13.12.2011

Fraunhofer-Institut für Fertigungstechnik und Angewandte Materialforschung IFAM

Kleben – Einführung in eine Hochtechnologie

Das FWU Institut für Film und Bild veröffentlicht im Dezember 2011 in Kooperation mit dem Fraunhofer-Institut für Fertigungstechnik und Angewandte Materialforschung IFAM sowie dem Industrieverband Klebstoffe e.V. Unterrichtsmaterialien zu den Grundlagen des Klebens. Die Verzahnung von wissenschaftlicher Expertise, medienpädagogischem Know-how sowie industrieller Perspektive bildet die Basis der didaktischen DVD.

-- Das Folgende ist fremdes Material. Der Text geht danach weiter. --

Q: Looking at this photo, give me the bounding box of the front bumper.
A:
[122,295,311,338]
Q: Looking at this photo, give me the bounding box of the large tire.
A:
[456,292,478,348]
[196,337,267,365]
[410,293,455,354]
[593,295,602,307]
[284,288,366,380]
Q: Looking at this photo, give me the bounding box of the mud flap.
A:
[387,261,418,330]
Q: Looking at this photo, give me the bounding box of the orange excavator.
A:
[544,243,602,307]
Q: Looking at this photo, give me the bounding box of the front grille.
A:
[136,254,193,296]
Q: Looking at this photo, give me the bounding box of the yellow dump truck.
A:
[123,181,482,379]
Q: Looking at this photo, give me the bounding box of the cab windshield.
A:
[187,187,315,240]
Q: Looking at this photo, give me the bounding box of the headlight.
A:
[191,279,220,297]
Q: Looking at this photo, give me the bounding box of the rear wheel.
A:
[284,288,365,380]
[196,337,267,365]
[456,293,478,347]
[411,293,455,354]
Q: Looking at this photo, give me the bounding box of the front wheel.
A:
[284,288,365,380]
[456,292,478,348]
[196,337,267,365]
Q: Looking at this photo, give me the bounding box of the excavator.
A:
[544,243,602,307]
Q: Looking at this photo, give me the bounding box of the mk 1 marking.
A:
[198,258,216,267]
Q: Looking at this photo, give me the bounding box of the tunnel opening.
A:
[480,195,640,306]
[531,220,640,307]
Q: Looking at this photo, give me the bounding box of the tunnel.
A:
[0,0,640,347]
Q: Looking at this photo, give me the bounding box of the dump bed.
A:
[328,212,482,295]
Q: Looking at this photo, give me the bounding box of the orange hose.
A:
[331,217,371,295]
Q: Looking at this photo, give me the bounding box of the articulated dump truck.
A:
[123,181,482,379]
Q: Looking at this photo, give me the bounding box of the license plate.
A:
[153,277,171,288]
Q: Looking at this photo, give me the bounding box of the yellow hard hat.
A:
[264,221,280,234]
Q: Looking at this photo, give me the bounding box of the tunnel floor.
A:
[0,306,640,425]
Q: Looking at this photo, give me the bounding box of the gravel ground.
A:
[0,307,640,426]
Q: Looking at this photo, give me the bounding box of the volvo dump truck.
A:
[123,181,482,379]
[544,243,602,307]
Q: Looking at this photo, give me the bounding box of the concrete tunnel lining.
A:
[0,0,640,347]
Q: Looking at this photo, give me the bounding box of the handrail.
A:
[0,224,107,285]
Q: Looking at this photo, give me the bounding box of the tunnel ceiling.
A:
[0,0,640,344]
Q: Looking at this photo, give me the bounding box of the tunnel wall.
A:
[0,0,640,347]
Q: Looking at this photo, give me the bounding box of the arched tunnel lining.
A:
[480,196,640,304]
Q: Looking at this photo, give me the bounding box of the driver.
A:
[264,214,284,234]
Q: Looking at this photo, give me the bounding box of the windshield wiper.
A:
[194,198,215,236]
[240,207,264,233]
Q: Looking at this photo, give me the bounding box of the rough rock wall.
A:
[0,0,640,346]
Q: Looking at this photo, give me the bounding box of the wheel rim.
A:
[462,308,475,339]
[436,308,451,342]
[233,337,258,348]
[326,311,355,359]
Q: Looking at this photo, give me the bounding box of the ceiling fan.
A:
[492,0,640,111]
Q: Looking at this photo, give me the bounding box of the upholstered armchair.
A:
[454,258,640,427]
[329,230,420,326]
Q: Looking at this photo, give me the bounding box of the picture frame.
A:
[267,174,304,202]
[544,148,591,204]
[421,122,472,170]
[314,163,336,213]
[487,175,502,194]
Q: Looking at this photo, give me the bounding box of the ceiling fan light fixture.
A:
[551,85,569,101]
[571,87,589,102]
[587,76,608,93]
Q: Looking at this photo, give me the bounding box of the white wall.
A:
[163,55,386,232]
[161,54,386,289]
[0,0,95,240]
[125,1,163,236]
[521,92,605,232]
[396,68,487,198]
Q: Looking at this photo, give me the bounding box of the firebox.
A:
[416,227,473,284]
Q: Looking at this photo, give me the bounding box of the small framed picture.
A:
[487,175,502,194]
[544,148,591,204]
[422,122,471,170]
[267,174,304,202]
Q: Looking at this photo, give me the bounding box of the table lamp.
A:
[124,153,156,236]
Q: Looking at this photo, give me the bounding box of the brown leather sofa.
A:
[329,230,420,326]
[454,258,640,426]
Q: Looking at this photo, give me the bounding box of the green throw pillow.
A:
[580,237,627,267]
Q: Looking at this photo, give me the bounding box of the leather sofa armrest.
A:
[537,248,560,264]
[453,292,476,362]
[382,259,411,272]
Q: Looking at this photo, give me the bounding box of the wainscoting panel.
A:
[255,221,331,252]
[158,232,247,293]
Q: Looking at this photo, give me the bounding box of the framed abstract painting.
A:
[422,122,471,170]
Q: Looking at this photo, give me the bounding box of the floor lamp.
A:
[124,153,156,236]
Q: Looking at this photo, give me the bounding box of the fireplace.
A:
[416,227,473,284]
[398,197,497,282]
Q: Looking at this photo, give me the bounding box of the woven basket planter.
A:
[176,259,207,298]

Die Fügetechnik Kleben hat ihren festen Platz in den Lehrplänen aller Schulen. In den berufsbildenden Schulen ist sie grundlegender Inhalt wichtiger Ausbildungsberufe, wie etwa dem Fluggeräte- oder Industriemechaniker. Geklebt werden inzwischen auch großflächige Elemente wie Rotorblätter von Windenergieanlagen, Auto- oder Flugzeugbauteile. Was nicht nur in diesen Dimensionen mit höchsten Sicherheitsanforderungen, sondern auch bei Kleinstbauteilen, z.B. in der Elektronik, verlässlich funktionieren muss, beruht im Kern dennoch auf immer ähnlichen Wirkprinzipien. Und genau hier setzt die Arbeit der Schulen an.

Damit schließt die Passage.